Colorado’s violent crime rate is slightly higher than the national average and has increased by 11 percent over 2021, according to data compiled by Safewise.
Inflation remains a serious problem in this state at 8.2 percent, down just a scant 0.1 percent from the 8.3 percent reported in May, and with energy costs up a whopping 9 percent over last year.
Mr. O’Dea says Colorado’s not on the border but that problems such as gangs and drugs flooding the country don’t end at the border. Colorado’s overdose numbers are staggering, doubling in the last four years — mostly due to fentanyl.
The Colorado Department of Public Health and Environment said at least 1,881 Coloradans died from drug overdoses in 2021.
“Fentanyl has really got some people worried; it’s killing our kids at record pace here in Colorado, we’re, I think nationally, one of the highest areas for fentanyl,” said Mr. O’Dea. “And so, when you talk to the police, they just tell you, ‘Until this border gets shut down, this is going to be an ongoing problem here in Colorado.’”
The worker shortage has also hit hard, not only in the larger cities but also in the resort towns, whose lifeblood depends on the service industry. “We’re seeing it across the state,” he said.
“We’ve got to get this unemployment payment system under control here in Colorado. If you’re continuing to use the excuse of Covid, or ‘I might be impacted by it,’ and staying off work and being on the dole, that’s just not going to get us back to work here in Colorado.”
Mr.
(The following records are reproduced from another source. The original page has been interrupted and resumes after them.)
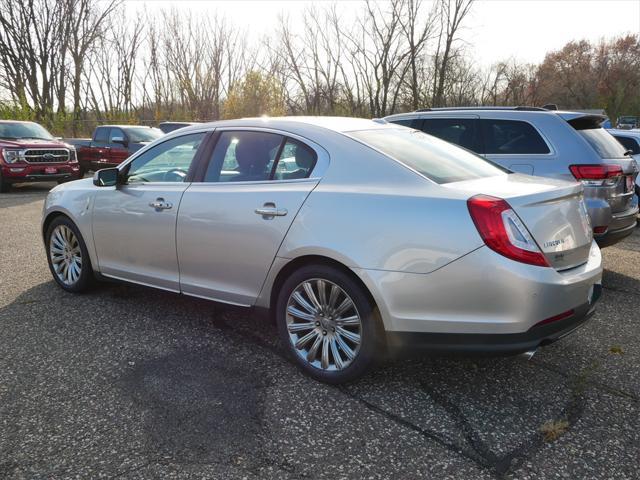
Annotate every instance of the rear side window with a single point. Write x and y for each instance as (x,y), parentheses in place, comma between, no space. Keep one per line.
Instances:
(629,143)
(102,134)
(436,159)
(461,131)
(509,137)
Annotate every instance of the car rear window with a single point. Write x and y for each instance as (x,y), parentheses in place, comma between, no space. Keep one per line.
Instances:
(509,137)
(436,159)
(628,143)
(602,142)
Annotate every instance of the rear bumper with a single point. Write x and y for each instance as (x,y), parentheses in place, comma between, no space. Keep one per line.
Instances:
(481,293)
(621,226)
(36,173)
(514,343)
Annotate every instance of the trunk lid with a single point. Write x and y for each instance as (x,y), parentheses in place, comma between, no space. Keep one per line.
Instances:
(552,210)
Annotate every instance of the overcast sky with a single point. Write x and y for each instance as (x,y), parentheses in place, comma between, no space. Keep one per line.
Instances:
(496,30)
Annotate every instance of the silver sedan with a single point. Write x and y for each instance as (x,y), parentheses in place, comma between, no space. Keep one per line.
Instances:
(358,235)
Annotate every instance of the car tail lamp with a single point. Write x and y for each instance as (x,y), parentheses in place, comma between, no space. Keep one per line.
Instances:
(503,231)
(597,175)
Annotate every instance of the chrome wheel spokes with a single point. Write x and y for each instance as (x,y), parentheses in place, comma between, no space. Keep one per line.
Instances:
(65,253)
(324,325)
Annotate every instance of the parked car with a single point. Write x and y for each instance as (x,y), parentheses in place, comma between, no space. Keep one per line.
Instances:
(29,153)
(168,127)
(628,122)
(554,144)
(630,139)
(382,235)
(111,145)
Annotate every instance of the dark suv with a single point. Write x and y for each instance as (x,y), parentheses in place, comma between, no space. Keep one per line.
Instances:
(547,143)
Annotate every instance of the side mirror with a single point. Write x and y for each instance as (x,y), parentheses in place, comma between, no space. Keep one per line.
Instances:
(107,177)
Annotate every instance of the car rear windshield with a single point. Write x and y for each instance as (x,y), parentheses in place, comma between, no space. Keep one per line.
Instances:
(436,159)
(143,134)
(602,142)
(15,131)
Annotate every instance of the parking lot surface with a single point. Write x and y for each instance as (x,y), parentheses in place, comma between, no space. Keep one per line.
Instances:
(130,382)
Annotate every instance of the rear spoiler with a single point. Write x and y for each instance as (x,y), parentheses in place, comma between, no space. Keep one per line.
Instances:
(583,121)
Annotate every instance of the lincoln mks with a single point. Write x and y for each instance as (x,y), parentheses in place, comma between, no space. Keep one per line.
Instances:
(358,235)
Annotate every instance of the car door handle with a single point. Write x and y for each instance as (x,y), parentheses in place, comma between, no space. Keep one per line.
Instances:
(160,204)
(271,211)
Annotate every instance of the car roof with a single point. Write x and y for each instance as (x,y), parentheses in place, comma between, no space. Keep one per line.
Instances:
(635,132)
(521,110)
(298,124)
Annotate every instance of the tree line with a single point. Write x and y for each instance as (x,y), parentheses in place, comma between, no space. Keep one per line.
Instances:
(71,64)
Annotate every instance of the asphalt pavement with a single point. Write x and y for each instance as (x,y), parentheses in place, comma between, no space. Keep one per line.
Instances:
(130,382)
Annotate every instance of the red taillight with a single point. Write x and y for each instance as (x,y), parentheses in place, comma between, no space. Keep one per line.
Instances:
(502,230)
(601,172)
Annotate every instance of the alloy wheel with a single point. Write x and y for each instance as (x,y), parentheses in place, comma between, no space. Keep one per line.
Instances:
(66,255)
(324,325)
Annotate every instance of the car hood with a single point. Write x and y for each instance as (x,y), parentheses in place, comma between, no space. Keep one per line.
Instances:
(31,143)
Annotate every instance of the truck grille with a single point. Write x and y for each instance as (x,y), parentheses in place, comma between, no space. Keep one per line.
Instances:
(42,155)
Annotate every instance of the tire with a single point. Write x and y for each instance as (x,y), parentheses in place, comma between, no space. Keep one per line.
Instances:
(4,186)
(65,247)
(342,359)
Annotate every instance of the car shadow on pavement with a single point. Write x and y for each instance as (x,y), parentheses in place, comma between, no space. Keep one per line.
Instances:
(171,378)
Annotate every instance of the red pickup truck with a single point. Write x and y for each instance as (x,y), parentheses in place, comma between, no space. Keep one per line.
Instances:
(29,153)
(111,145)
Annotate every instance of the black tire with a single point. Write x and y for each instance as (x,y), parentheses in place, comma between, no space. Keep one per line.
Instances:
(86,278)
(4,186)
(371,331)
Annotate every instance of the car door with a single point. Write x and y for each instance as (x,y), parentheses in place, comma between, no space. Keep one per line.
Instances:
(134,223)
(231,224)
(118,146)
(516,145)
O’Dea said, at one time, his Mile High Station business employed about 50 cocktail waitresses, bartenders and waiters. “During Covid, we lost all of them,” he said. “We were shut for 14 months, and we’ve only got 25 of the 50 back. I don’t know where the rest of them are.”
He said “I think some of them left the industry, just because it’s volatile. But I think a lot of others, I’ve heard from people that they’re fishing in the mountains and still collecting unemployment. And that’s a problem.”
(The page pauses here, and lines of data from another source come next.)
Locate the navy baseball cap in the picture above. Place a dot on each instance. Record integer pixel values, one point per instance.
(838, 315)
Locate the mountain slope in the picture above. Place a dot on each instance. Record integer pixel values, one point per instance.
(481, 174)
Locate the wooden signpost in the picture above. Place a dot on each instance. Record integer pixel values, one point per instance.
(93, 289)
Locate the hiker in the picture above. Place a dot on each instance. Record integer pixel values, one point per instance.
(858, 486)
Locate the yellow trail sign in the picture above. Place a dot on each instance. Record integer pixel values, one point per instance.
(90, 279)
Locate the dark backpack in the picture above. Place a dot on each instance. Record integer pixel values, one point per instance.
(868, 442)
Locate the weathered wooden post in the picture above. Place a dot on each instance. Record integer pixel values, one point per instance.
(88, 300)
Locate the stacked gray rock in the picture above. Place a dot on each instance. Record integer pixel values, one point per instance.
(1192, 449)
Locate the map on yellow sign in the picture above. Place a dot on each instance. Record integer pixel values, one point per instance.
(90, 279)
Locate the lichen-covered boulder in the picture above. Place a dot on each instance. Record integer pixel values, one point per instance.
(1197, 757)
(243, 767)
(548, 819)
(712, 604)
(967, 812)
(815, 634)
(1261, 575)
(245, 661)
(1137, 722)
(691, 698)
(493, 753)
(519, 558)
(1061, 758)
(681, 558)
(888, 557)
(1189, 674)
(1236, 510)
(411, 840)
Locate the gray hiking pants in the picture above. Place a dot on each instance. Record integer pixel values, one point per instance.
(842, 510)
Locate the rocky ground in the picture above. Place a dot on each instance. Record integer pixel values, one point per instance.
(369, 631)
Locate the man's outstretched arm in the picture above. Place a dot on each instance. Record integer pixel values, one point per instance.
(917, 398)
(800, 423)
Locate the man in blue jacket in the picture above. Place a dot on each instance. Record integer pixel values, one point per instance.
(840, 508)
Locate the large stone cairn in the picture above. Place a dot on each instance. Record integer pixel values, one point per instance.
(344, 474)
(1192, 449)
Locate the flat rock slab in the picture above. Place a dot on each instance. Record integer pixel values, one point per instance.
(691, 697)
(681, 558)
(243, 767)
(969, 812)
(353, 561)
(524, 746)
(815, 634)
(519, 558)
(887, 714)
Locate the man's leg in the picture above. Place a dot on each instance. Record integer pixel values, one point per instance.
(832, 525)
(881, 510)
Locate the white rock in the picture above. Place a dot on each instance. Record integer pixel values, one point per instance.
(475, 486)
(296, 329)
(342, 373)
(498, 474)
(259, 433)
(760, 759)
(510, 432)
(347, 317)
Mr. O’Dea also says that Mr. Bennet is dead wrong on the so-called Inflation Reduction Act.
“I don’t believe that it really is going to reduce inflation at all,” he said. “And when you talk to people in the know on the economy, they say it might make a minor difference four or five years from now. Well, that doesn’t do any good. I believe it’s wrong to be taxing working Americans in a recession. And we’re in a recession, even though Democrats don’t want to define it that way.”
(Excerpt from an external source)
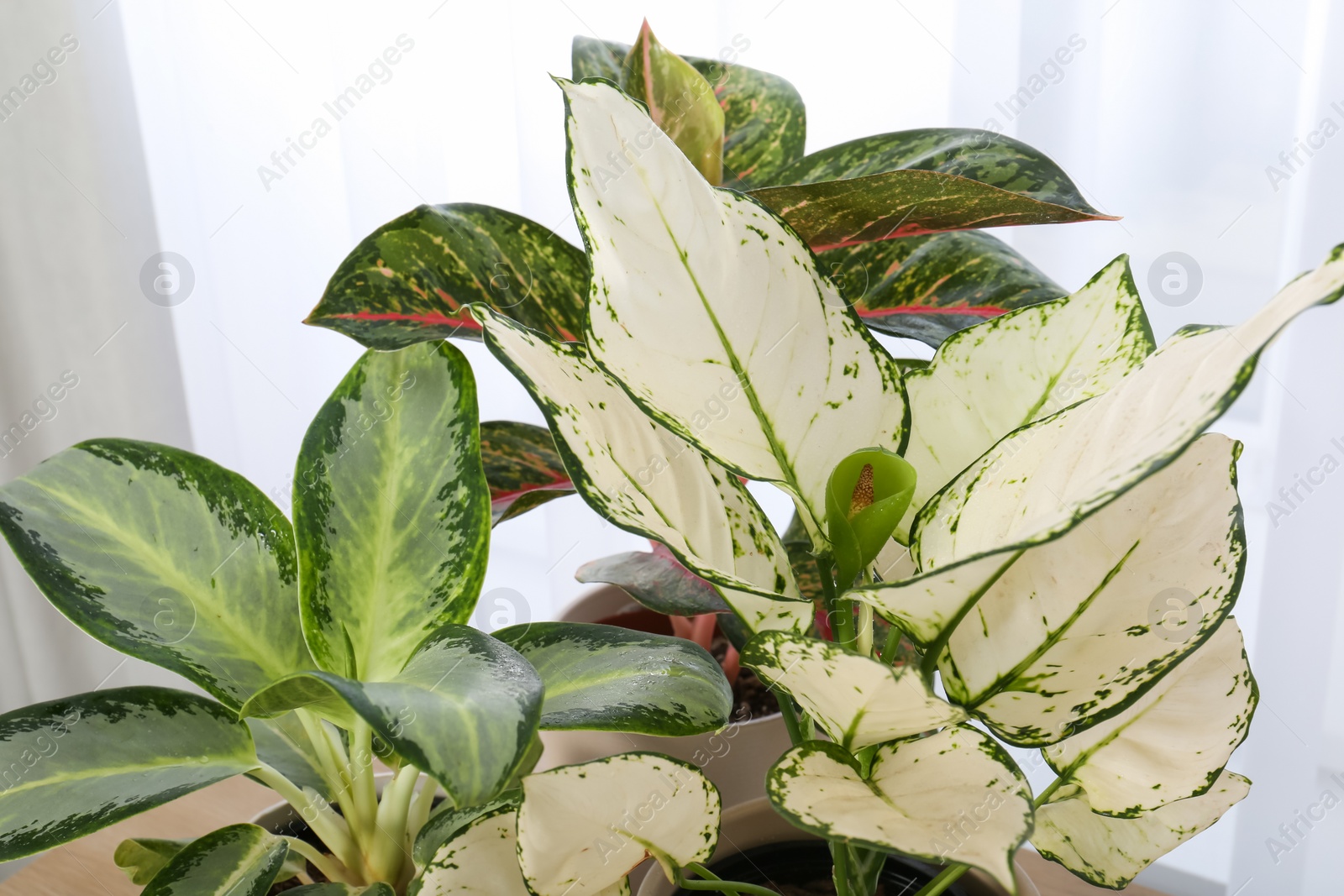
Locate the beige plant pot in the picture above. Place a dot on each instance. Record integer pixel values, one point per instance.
(756, 824)
(736, 759)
Mr. O’Dea has come up in life the hard way — adopted at birth by a Denver police officer’s family. He helped pay for his Catholic high school tuition by washing dishes at a local pizza shop. He says he cut his college education short because he just wanted to get on with the business of making money.
“My wife and I started my company from our basement in 1983 with me changing attic fans,” he said. “Today, we’ve built a company called CEI Constructors, that employs 300 families here in Colorado, 80 percent of them Hispanic.”
His wife Celeste is the granddaughter of Mexican immigrants.
Mr. Bennet is from the other side of the tracks, the son of a diplomat who then became the president of National Public Radio. Mr. Bennet’s education was the best of the best: St. Albans School in Washington and eventually Yale Law School.
After a move to Colorado, he was appointed to the Denver city school superintendent’s job. Thirteen years ago, he was appointed to the position he holds now: senator.
The two-term incumbent, who ran for his party’s nomination in 2020, styles himself as a centrist, but he has voted fairly consistently with his party since taking office.
“As far as I’m concerned, any politician who votes for the party line all the time is part of the problem, not part of the solution,” said Mr. O’Dea. “That is not who I am. For me, Coloradans come first, not national parties.”